Producing predictive models to power production applications (think user-facing recommendation engines) or operational workflows.

Owned by #

The predictive modeling process is owned by a data scientist or machine learning engineer.

Analytics engineers support prepping datasets, although data scientists may also join in the fun and write their own dbt data models.

Downstream dependencies #

Production ML models will make customer-facing or internal business-user-facing recommendations.

These recommendations often have direct business consequences — either users don’t enjoy your product because it’s feeding them weak recommendations, or business users make poor decisions.

Prerequisites #

Predictive models depend on all predictive features being arranged into a single row per observation ID.

These features may live in many disparate tables, so data transformation work is required to get them into an ML model-ready format.

The easiest way to produce a low-quality predictive model is to start with low-quality training data, so the entire process depends on high-quality analytics engineering work.

Note: Although feature engineering generally falls under the data science workflow, dbt is increasingly being used for pre-processing of features: normalizing, scaling or encoding values.

This light version of feature engineering can be done with the dbt_ml_preprocessing package.

The backstory: how this came to be #

This backstory is excerpted from an NYC dbt community meetup talk by Sam Swift, VP of Data & AI @ Bowery Farming. Catch his full presentation here.

Typically, in the predictive modeling process, we get started by arranging all predictive features into a tabular, organized format.

But, if these features reside in different places, how do you bring them together to train a model, deploy it, then run it in production?

There have typically been 3 types of machine learning tooling setups:

Custom Builds

If you’re a big tech company, you may have an infrastructure team build a custom stack of tools that relate specifically to your ecosystem — but most of us don’t have this luxury.

Notebook Modeling

At the other end of the spectrum are the functional, low-overhead notebook-based solutions where everything runs linearly, doing everything you need it to — in a sense.

A growing system running on notebooks has engineering risks — these tools were designed for exploration and iteration.

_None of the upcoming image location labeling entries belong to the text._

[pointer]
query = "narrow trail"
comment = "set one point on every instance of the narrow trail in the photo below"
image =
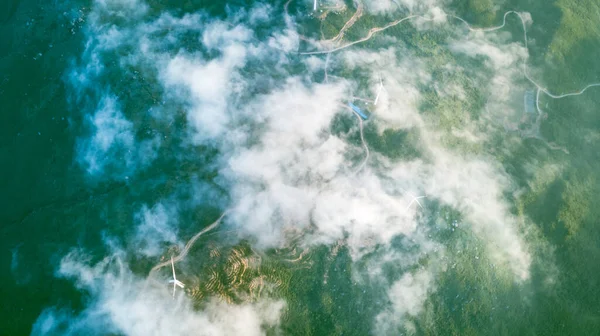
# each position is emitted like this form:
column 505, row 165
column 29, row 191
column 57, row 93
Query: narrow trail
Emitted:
column 373, row 31
column 362, row 139
column 349, row 23
column 540, row 88
column 189, row 245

Not to mention, code that’s built inside a notebook is tough to reuse.

Machine Learning as a Service

Another option is to employ machine learning as a service to handle your data prediction needs — a convenient option indeed, but you’ll make significant tradeoffs for convenience.

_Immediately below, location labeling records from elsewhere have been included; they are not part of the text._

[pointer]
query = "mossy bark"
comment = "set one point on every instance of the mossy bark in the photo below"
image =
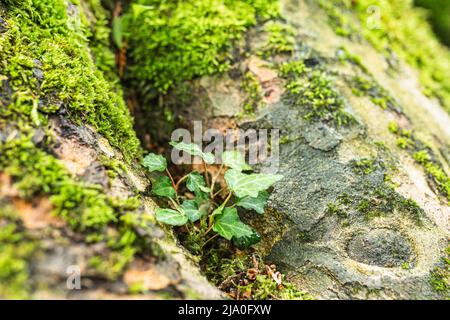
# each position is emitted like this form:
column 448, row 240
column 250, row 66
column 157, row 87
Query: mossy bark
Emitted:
column 361, row 213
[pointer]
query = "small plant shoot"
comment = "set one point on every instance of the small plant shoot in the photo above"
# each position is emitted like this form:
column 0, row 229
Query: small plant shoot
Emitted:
column 206, row 208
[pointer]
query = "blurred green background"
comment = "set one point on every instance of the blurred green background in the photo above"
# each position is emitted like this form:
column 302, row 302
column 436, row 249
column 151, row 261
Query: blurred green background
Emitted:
column 439, row 17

You’ll have to move all of your data from a first-party world to a third-party world, and there’s a significant long-term risk when you let someone else make all of the engineering decisions.

So what’s the solution?

dbt for Predictive Modeling #

dbt gives you the best aspects of the above options, such as feature reuse, limited overhead, simple upstream data flow, and reliable implementation - with just enough engineering rigor to avoid burdening the system.

Feature Reuse

For small and mid-size teams, feature reuse is one of the most significant benefits for those using the dbt platform. With dbt, you can reuse official definitions, macros, predictors, or any other useful thing throughout your machine learning world.

Graceful Retraining

In dbt, the machine learning workflow simply involves selecting a subset of observation IDs within the same table, which continues to grow over time because dbt is updating it at regular intervals, so the flow to retraining is fluid and efficient.

Upstream Data Flow

Realizations and observations you’ve made about your data travel upstream back into dbt, so that improvements to upstream stuff in your data warehouse flows through.

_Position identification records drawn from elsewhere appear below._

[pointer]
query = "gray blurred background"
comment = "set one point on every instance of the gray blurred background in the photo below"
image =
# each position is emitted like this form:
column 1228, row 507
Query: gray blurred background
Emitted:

dbt Model Structure in the Machine Learning Workflow #

The dbt predict schema entails three models that accompany every machine learning model you want to bring into production, whereby each project has an observations model, a predictions model, and an overall model.

The Observations Model

The observations model has exactly one record per observation for which you could make a prediction, whether the outcome value is known or not. So there are plenty of records to train on and yet to be determined outcomes that are your cases to predict.

The Predictions Model

The predictions model collects all answers you’ve given to your prediction problem in production — one record per prediction and potentially more per observation id, allowing you to compare the accuracy of these predictions over time quite easily.

The Production (Master) Model

This third dbt model joins the observations and predictions while keeping the most recent data. This model is your production master — what everything downstream points back to.

Incorporating dbt as an essential component of your data science evolutionary cycle ensures your predictive modeling operates on regularly updated data, at a scale your organization can handle.

Without dbt, the process is still doable — but like a square peg and round hole, it won’t quite be the right fit.